Gestire i dati con un approccio centralizzato, ma flessibile

Il database relazionale è la risposta che consente di creare una base dati fruibile e facilmente aggiornabile per i sistemi di Hr management. Oracle, da sempre paladina del database unico, ci ha spiegato come un’infrastruttura dati è in grado di piegarsi alle specifiche esigenze

La forza di un sistema di Hr si fonda sul patrimonio informativo relativo ai dipendenti ma, come in tutte le altre “discipline” applicative, a nulla serve l’archiviazione di informazioni se poi queste non sono concretamente fruibili dalle varie funzioni aziendali e non sono facilmente aggiornabili. La soluzione a questi mali si chiama database relazionale, meglio se centralizzato o addirittura (come è nella vision di Oracle) unico.
Tutte le soluzioni di Hr di matrice Erp poggiano su una base dati relazionale, che comprende una serie di dati “core” come quelli anagrafici e offre possibilità di espansione per permettere a ciascuna nazione, o meglio a ciascun cliente, di definirne di propri. “È evidente che una società manifatturiera italiana deve gestire dati diversi da una finanziaria americana – ha sottolineato Bruno Marello, presales consulting manager di Oracle Italia -. L’appartenenza a un settore merceologico e a un Paese influisce sulle informazioni che servono a un’azienda, fermo restando che tutti i dipendenti sono dotati di nome, cognome, indirizzo“.
Tutti i fornitori hanno previsto sistemi per permettere, in maniera indolore e quindi con il minimo impatto sulla struttura del sistema informativo, di definire e gestire le proprie informazioni. Si tratta di un lavoro preliminare che caratterizza tutte le implementazioni Hr, perché quasi ciascun cliente rappresenta un caso a sé. Oracle, a questo proposito, offre un database costruito con strutture generiche di dati che possono essere personalizzati, ma utilizzando strumenti già previsti e senza scrivere alcun tipo di codice. “Si può dire che le tabelle originali contengono colonne generiche che vengono ridefinite in maniera tale da farle leggere al sistema come se fossero colonne particolari. Questa possibilità è talmente estesa da offrire sbocchi virtualmente illimitati, per rispondere a qualsiasi esigenza“.

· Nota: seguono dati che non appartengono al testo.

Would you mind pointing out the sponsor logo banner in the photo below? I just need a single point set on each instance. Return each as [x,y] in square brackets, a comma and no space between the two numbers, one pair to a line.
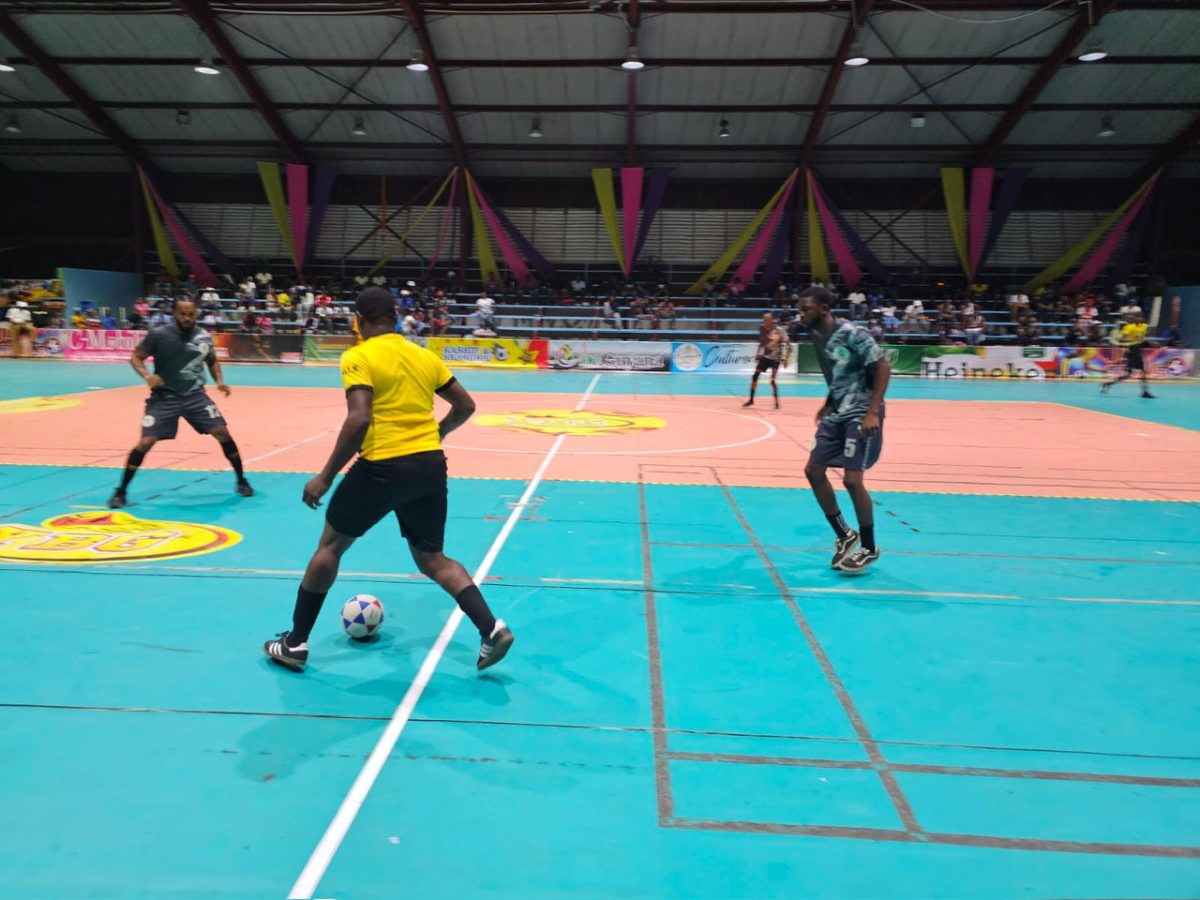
[570,421]
[611,355]
[700,358]
[108,537]
[503,352]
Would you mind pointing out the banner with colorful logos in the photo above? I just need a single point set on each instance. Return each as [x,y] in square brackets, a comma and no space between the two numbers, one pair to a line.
[611,355]
[705,358]
[490,352]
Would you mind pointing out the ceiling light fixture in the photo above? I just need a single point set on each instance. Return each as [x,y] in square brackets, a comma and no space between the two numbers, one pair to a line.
[633,63]
[857,58]
[205,66]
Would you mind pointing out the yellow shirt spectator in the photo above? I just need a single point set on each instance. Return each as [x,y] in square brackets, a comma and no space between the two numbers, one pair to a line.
[403,378]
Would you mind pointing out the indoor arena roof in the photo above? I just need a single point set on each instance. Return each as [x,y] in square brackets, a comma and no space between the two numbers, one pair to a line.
[948,82]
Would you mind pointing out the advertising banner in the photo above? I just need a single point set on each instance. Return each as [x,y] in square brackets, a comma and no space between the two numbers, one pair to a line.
[491,352]
[700,358]
[611,355]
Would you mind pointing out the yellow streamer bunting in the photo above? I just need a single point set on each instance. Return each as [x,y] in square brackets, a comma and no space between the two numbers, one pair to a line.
[605,195]
[1059,268]
[412,227]
[718,269]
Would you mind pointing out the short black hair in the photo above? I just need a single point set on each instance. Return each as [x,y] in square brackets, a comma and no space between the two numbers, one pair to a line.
[376,306]
[822,295]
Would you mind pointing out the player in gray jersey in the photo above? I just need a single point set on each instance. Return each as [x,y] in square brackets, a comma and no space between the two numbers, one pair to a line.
[850,424]
[180,351]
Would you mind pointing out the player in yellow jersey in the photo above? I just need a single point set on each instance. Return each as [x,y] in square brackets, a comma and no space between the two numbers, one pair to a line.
[1131,334]
[401,469]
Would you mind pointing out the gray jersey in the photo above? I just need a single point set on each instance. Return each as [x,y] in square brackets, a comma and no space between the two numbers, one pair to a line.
[178,359]
[844,360]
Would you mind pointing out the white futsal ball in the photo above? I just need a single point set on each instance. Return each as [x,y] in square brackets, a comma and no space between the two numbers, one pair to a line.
[361,616]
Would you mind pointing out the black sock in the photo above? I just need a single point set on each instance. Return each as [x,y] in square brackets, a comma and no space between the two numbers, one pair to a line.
[309,604]
[233,456]
[472,603]
[131,468]
[839,525]
[867,535]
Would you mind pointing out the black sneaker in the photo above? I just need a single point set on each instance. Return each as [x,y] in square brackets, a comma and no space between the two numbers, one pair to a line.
[493,648]
[841,549]
[859,561]
[293,658]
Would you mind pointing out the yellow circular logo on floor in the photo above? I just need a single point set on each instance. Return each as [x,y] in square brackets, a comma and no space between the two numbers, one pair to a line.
[570,421]
[108,537]
[37,405]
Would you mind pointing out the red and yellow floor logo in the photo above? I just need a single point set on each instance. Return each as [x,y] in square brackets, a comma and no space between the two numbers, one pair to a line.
[36,405]
[105,537]
[570,421]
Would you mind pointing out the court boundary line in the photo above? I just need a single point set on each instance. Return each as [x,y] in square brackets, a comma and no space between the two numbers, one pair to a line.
[323,855]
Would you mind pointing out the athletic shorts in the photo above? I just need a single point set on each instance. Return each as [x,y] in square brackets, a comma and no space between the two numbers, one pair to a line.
[414,487]
[163,411]
[841,445]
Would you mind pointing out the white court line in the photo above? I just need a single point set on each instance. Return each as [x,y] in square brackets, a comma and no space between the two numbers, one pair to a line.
[323,855]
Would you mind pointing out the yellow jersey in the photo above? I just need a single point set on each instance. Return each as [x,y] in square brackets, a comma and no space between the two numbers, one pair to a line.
[403,378]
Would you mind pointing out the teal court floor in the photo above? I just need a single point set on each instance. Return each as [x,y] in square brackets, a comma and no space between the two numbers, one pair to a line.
[1007,706]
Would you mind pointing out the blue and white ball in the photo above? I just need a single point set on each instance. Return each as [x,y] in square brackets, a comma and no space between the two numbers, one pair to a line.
[361,616]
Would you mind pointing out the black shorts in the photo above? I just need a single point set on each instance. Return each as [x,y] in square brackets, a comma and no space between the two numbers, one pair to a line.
[414,487]
[163,411]
[841,445]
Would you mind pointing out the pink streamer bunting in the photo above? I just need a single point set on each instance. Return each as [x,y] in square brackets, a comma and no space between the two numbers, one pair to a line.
[195,261]
[514,261]
[445,225]
[850,271]
[745,271]
[1099,258]
[981,201]
[630,205]
[298,205]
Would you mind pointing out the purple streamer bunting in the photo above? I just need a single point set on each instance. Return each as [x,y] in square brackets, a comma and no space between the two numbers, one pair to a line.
[1003,202]
[774,267]
[322,191]
[651,202]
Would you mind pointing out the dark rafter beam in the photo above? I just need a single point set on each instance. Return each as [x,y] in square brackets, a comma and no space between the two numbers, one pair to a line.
[601,63]
[417,19]
[1045,73]
[201,13]
[631,111]
[858,13]
[77,96]
[589,108]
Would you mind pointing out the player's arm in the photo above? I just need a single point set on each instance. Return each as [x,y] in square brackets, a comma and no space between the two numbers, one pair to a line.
[143,352]
[462,407]
[354,429]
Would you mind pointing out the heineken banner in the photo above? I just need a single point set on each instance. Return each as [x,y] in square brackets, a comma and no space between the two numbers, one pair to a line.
[1019,363]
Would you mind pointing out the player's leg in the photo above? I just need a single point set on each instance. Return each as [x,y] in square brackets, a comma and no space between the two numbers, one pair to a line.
[861,454]
[423,517]
[826,449]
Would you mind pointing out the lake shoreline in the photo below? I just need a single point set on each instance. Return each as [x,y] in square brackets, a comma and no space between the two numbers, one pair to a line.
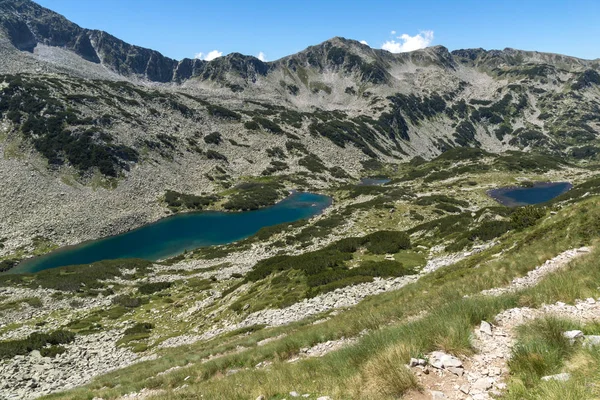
[321,201]
[501,195]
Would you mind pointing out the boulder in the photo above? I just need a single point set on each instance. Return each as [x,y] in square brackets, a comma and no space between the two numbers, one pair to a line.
[558,377]
[486,328]
[573,335]
[591,340]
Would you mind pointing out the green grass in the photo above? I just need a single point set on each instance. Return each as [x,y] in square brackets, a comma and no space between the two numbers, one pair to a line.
[353,371]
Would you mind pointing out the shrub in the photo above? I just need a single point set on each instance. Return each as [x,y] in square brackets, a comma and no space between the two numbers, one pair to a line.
[149,288]
[127,301]
[5,265]
[215,155]
[223,112]
[192,202]
[79,278]
[251,196]
[383,242]
[312,163]
[524,217]
[489,230]
[52,351]
[213,138]
[35,341]
[252,125]
[448,208]
[140,327]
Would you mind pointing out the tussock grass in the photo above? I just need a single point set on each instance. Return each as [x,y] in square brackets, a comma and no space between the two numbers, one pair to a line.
[446,320]
[540,350]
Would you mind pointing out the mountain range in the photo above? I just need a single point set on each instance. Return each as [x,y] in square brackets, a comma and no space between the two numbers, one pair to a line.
[92,117]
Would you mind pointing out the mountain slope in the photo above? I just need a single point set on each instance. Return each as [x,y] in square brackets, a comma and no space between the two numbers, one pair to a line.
[87,120]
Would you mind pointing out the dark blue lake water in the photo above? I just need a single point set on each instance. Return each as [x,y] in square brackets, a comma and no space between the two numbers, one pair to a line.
[171,236]
[541,192]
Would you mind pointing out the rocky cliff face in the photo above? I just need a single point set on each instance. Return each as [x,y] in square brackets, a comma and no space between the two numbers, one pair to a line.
[79,107]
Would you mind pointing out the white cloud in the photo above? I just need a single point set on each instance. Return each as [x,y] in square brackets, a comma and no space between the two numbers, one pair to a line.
[409,43]
[210,56]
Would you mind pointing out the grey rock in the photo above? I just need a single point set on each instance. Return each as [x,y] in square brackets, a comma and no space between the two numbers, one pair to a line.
[591,340]
[486,328]
[572,335]
[482,384]
[563,377]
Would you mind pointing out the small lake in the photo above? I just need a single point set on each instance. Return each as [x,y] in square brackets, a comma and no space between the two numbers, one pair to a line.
[171,236]
[373,181]
[540,192]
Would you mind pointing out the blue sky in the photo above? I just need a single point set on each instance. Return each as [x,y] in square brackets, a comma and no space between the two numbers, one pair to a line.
[186,28]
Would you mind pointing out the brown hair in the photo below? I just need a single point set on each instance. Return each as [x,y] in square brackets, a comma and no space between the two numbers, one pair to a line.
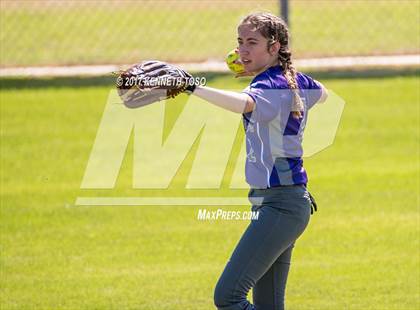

Una colonna generica di dati, ha spiegato la società, può essere vista in modi differenti dall’utente, in modo per lui trasparente, ospitando un piccolo codice di due caratteri piuttosto che una descrizione di 200 o addirittura una fotografia, quindi un dato multimediale. Oracle rappresenta concettualmente questo procedimento definendolo un metadatabase, cioè un database che ridefinisce se stesso.
Una soluzione di questo tipo offre, inoltre, la possibilità “nativa” di effettuare query e reporting immediati sui dati anche peculiari, operando esattamente come se si trattasse di campi dati standard previsti dal pacchetto (un esempio di reporting su database relazionale è il Daily Business Close disponibile per le applicazioni della Oracle E-Business Suite). Uno strato di datawarehosue, in ambito Hr è necessario a fini analitici più complessi, nel momento in cui si mettono in relazione dati che provengono da mondi applicativi diversi. “Necessariamente – ha aggiunto Marello – in questo caso i dati devono essere trasferiti su una struttura ad hoc, che è in grado di raccogliere informazioni da mondi eterogenei ed è orientato per sua natura al reporting. Per contro, si introduce un ritardo, perché le informazioni devono essere estratte dalle basi dati e portate sulla nuova struttura“.